SpaceVLM: Sub-Space Modeling of Negation in Vision-Language Models
Sepehr Kazemi Ranjbar, Kumail Alhamoud, Marzyeh Ghassemi
TL;DR
SpaceVLM tackles the challenge of negation in vision–language models by modeling negation as a subspace in the joint embedding space rather than a single embedding. Grounded in the empirical divisibility of CLIP-like embeddings into semantically coherent regions, it computes a center direction from affirmative and negated embeddings using spherical caps and a cosine-threshold, enabling a training-free, model-agnostic negation score.
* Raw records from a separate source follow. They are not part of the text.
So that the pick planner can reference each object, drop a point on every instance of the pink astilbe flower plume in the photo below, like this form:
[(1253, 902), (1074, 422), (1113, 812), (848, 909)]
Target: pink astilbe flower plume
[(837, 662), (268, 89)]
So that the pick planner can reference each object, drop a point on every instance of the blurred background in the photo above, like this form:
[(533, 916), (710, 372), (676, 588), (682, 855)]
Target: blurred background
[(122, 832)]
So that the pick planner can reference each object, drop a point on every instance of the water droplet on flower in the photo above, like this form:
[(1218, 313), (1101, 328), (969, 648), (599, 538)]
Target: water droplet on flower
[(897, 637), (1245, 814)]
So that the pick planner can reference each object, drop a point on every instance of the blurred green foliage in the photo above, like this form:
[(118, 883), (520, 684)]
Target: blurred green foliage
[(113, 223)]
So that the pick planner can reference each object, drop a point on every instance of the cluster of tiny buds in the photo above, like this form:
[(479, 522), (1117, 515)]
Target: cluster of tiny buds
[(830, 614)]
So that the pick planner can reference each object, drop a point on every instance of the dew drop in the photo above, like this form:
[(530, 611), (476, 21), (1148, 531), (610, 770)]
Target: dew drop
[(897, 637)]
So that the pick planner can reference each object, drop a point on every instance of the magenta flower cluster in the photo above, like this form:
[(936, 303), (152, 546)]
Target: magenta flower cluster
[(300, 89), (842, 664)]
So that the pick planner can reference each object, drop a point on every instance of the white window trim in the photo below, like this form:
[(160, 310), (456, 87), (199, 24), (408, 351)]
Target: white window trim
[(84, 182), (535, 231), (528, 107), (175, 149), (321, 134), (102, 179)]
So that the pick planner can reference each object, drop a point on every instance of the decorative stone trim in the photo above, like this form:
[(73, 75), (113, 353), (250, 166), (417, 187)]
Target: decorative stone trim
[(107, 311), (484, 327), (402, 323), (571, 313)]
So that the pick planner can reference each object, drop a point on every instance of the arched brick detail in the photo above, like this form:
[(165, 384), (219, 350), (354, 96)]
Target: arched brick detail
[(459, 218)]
The method yields around a 30% average improvement on negation tasks across retrieval, MCQ, and text-to-image generation, while preserving zero-shot performance on affirmative prompts. Evaluations across 40+ settings and multiple backbones demonstrate robustness to threshold choices and LLM pre-processors, with practical gains in negation-aware generation, suggesting a promising geometric perspective for broader logical reasoning in VLMs.
Abstract
Vision-Language Models (VLMs) struggle with negation. Given a prompt like "retrieve (or generate) a street scene without pedestrians," they often fail to respect the "not." Existing methods address this limitation by fine-tuning on large negation datasets, but such retraining often compromises the model's zero-shot performance on affirmative prompts. We show that the embedding space of VLMs, such as CLIP, can be divided into semantically consistent subspaces. Based on this property, we propose a training-free framework that models negation as a subspace in the joint embedding space rather than a single point (Figure 1). To find the matching image for a caption such as "A but not N," we construct two spherical caps around the embeddings of A and N, and we score images by the central direction of the region that is close to A and far from N. Across retrieval, MCQ, and text-to-image tasks, our method improves negation understanding by about 30% on average over prior methods. It closes the gap between affirmative and negated prompts while preserving the zero-shot performance that fine-tuned models fail to maintain. Code will be released upon publication.